Just recently, the American Society for Clinical Oncology (ASCO) urged the use of new biological knowledge to develop treatments faster, design more targeted clinical trials, and use information technology to integrate once-separate translational and clinical research. ASCO even says that targeted therapies can improve clinical trial responses from 8 to 30 percent. Also, just recently, the FDA gave itself a pat on the back as it highlighted its recent innovative drug approvals, with targeted cancer therapies included among those on the list.
What both of these events underscore is that we’re now finally seeing real co-development of drugs and companion diagnostics. This is a refreshing departure from the old system in which tests were developed after the drug was approved, often to rescue certain drugs that were facing rejection or had been pulled from the market.

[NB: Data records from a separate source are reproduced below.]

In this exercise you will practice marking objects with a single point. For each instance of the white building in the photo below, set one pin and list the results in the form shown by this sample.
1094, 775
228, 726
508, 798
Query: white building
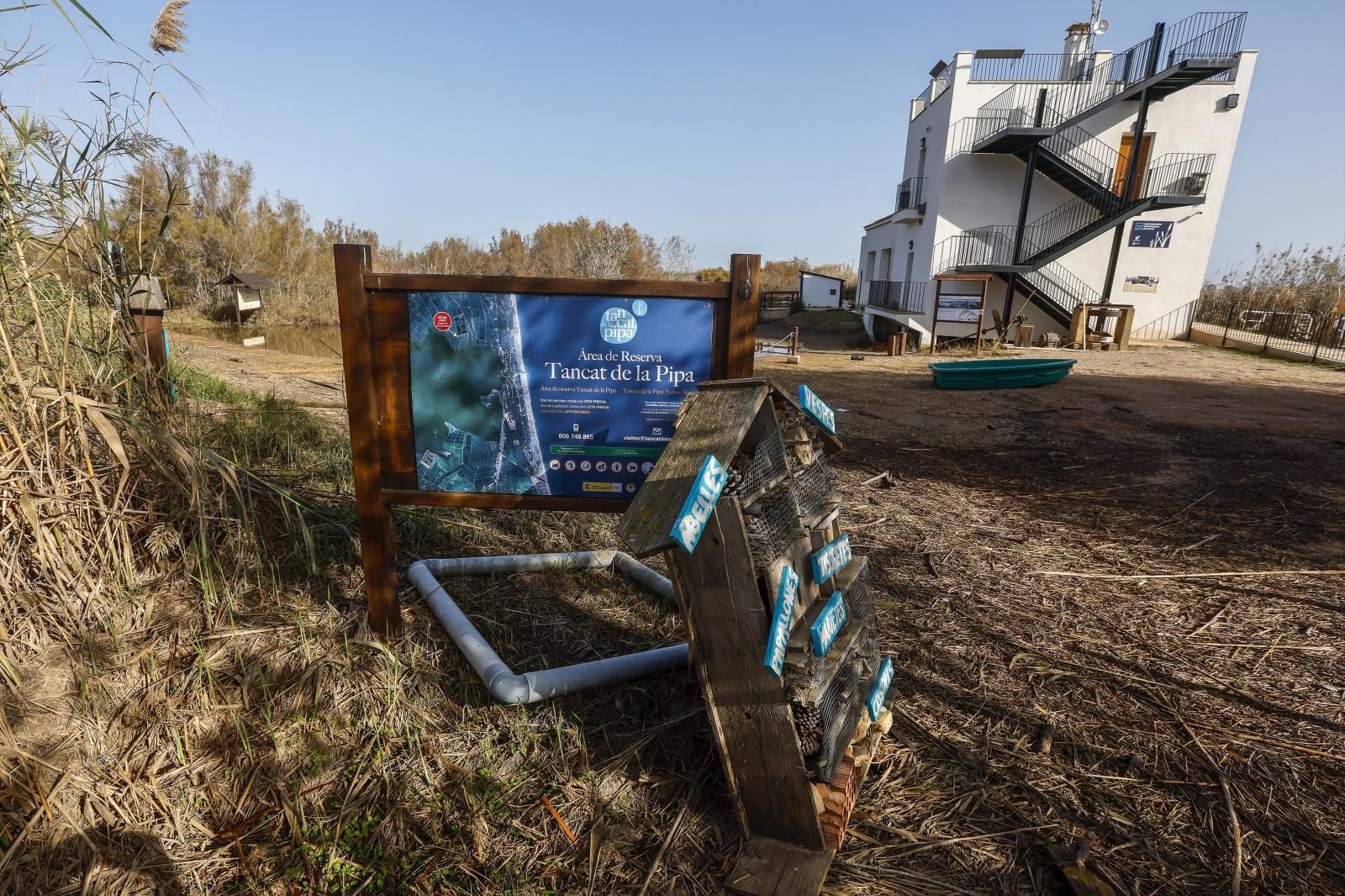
1086, 226
820, 291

We expect this trend to continue and will probably start to see new tests in two categories—
- Tests designed to include or to qualify patients. For example, if the specific drug target is present or activated, say, by a genetic alignment that creates the target (like Bcr-Abl fusion for leukemia), or mutations activate the target (like V600E in BRAF for melanoma), it will be sensitive to inhibitors.
- Tests designed to exclude or to disqualify patients. An example would be tests that determine the vicinity of the target pathway to determine if pre-existing mutations would enable the cancer to bypass drug activity (like KRAS mutations that circumvent EGFR inhibition).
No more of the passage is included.